![JohnSnowLabs](https://nlp.johnsnowlabs.com/assets/images/logo.png)

[![Open In Colab](https://colab.research.google.com/assets/colab-badge.svg)](https://colab.research.google.com/github/JohnSnowLabs/nlu/blob/master/examples/colab/healthcare/entity_resolution/entity_resolvers_overview.ipynb)



# Entity Resolution
**Named entities** are sub-strings in a text that can be classified into catogires. For example, in the String   
`"Tesla is a great stock to invest  in "` , the sub-string `"Tesla"` is a named entity, it can be classified with the label `company` by an ML algorithm.  
**Named entities** can easily be extracted by the various pre-trained Deep Learning based NER algorithms provided by NLU.
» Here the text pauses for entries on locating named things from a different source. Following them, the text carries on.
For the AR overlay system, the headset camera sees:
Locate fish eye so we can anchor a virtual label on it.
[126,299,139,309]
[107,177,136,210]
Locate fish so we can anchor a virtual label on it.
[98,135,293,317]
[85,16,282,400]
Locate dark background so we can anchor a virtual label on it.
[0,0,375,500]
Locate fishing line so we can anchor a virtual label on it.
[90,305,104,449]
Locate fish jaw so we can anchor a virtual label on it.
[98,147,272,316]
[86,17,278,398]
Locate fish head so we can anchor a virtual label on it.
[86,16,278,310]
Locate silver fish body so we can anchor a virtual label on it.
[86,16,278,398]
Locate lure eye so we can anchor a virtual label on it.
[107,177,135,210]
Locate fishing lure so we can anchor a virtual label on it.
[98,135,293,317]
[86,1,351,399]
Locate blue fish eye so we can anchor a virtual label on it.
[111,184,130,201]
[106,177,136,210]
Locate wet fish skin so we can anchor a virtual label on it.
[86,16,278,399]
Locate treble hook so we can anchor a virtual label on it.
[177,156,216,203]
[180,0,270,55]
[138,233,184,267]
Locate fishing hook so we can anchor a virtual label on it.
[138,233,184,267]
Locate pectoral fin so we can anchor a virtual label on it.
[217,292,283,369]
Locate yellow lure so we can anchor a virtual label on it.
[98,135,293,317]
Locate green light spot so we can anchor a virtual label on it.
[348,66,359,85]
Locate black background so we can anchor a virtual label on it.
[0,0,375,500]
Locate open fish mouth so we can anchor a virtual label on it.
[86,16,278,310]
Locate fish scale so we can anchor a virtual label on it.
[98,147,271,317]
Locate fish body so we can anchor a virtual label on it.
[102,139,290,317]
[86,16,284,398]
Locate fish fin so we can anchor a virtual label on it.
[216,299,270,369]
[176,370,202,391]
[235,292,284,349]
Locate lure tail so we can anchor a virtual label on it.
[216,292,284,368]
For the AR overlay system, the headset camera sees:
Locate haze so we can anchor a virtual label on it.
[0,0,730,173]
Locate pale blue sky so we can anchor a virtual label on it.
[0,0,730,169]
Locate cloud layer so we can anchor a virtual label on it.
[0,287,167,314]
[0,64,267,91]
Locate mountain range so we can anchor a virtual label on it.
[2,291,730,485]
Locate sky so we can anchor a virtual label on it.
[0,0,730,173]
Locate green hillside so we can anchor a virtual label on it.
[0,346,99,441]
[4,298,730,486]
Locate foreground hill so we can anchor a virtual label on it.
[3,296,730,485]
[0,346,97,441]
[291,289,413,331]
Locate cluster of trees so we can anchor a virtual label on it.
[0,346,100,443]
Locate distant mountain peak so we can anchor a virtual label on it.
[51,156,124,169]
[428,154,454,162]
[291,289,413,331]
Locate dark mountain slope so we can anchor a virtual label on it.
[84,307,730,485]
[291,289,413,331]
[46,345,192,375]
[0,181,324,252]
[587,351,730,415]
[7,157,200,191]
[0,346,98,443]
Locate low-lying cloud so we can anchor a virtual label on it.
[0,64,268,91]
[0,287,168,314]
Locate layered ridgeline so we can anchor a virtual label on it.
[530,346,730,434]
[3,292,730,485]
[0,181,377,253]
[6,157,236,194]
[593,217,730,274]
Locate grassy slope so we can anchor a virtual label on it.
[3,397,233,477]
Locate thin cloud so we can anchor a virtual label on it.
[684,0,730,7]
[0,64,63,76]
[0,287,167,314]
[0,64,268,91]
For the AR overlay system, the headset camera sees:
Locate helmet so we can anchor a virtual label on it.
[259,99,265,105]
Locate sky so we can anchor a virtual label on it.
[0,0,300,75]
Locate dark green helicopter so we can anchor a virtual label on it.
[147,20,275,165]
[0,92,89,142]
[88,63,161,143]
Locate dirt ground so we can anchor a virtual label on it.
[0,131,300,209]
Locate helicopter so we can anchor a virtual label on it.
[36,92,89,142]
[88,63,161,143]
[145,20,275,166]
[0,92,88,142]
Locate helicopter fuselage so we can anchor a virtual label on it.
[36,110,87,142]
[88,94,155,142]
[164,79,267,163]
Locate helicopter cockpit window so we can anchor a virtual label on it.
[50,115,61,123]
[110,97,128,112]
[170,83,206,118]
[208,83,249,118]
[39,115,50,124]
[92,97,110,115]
After extracting **named entities** an **entity resolution algorithm** can be applied to the extracted named entities. The resolution algorithm classifies each extracted entitiy into a class, which reduces dimensionality of the data and has many useful applications.
For example :
- "**Tesla** is a great stock to invest in "
- "**TSLA**  is a great stock to invest  in "
- "**Tesla, Inc** is a great company to invest in"    

The sub-strings `Tesla` , `TSLA` and `Tesla, Inc` are all named entities, that are classified with the labeld `company` by the NER algorithm. It tells us, all these 3 sub-strings are of type `company`, but we cannot yet infer that these 3 strings are actually referring to literally the same company.    

This exact problem is solved by the resolver algorithms, it would resolve all these 3 entities to a common name, like a company ID. This maps every reference of Tesla, regardless of how the string is represented, to the same ID.

This example can analogusly be expanded to healthcare any any other text problems. In medical documents, the same disease can be referenced in many different ways.

With NLU Healthcare you can leverage state of the art pre-trained NER models to extract **Medical Named Entities** (Diseases, Treatments, Posology, etc..) and **resolve these** to common **healthcare disease codes**.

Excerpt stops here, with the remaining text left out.